Vini Vidi Vici said:


> if you find it could you post where? the only place i could think of was GNC, and usually that is expensive


I got it from HEB yesterday. Here in Texas, HEB is a big supermarket like walmart.

they had 2 kinds - brand ($15) and generic(11). I bought the generic one.
lets see how it goes.


----------



## jer

I read on the internet that whey protein has the same effect as NAC supplements, since they both act on the glutathione .

is that true?

if so, I should have tried whey protein before buying the supplement.


----------



## crayzyMed

I think whey is waaaay to weak to work for OCD...


----------



## soto

hey odspot, sounds like you've already tried alot of options so are getting an idea of what works and doesn't - i have done alot of research on inositol, there are over a hundred papers on it if you include the animal research - no one knows exactly how it works yet but it works on the phosphatidylinositol secondary messenger system that is linked to G-protein coupled receptors, the most notable of these being 5-HT2 receptors that are implicated in all anxiety and mood disorders. It definitely does something in the way of modifying serotonin transporter function or receptor sensitivity or some such. Animal research has isolated it's effects to the 5-HT2 receptor, but no more specific than that.

jez- whey protein may be an option, products like immunocal that have high quantities of protein-bound cysteine could theoretically do the same thing as NAC, but there aren't any clinical trials that have been done to investigate it yet - I suspect that NAC is a better cysteine donor - it is not glutathione which is responsible for normalizing glutamate but the cysteine (according to the pittenger paper). But maybe worth a shot.

As for myself I am still on 1200mg/day NAC and finding that it is doing a great job - but I am little less motivated and sharp at work, so I don't think I'll be upping the dose further any time soon.

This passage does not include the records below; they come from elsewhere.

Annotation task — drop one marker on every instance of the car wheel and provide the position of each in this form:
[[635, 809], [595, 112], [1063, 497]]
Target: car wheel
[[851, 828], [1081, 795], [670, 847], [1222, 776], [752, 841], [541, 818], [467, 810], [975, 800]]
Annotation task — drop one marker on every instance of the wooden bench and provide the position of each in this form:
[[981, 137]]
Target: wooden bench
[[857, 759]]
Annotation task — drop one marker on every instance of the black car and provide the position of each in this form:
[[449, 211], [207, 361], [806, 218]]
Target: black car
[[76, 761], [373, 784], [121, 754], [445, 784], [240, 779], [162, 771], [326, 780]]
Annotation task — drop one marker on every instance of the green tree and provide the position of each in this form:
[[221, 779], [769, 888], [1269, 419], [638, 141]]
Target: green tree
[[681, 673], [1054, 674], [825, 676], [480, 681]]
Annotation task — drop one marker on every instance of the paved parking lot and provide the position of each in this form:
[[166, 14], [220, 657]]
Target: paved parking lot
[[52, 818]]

I am taking the second dose around 1 or 2 pm in the afternoon instead of evening because I think it makes me a bit restless at night to sleep - however I could be wrong. 

I have also stopped taking the inositol in conjunction with the NAC today as I suspect there is an interaction, I have scoured the net but not found any other reports of this. The kind of effect I was getting with high dose inositol together with NAC was reflux and slight shortness of breath, which has dissapeared when I've cut out the Inositol. I have no idea what kind of chemical reaction would cause this, but my body is better on NAC by itself.
Maybe it's just me.


----------



## odspot

hey thanks for your help soto. it is hard to distinguish between Parnate withdrawal and NAC's effects, but i am almost 100% convinced that it is having some benefit. i feel a little slower as well, but again, their are numerous complicating factors. i also read, from a very reliable source on another forum, that a "flu" reaction to NAC is almost undoubtedly a sign of chlamydia pneumoniae (http://www.cpnhelp.org/). take that as you will (whoever experienced the reaction), but i know i had a Herx-like response to NAC w/ flu symptoms, diarrhea (sorry :afr), etc. so i don't think i'll stop taking at least 600mg for a while.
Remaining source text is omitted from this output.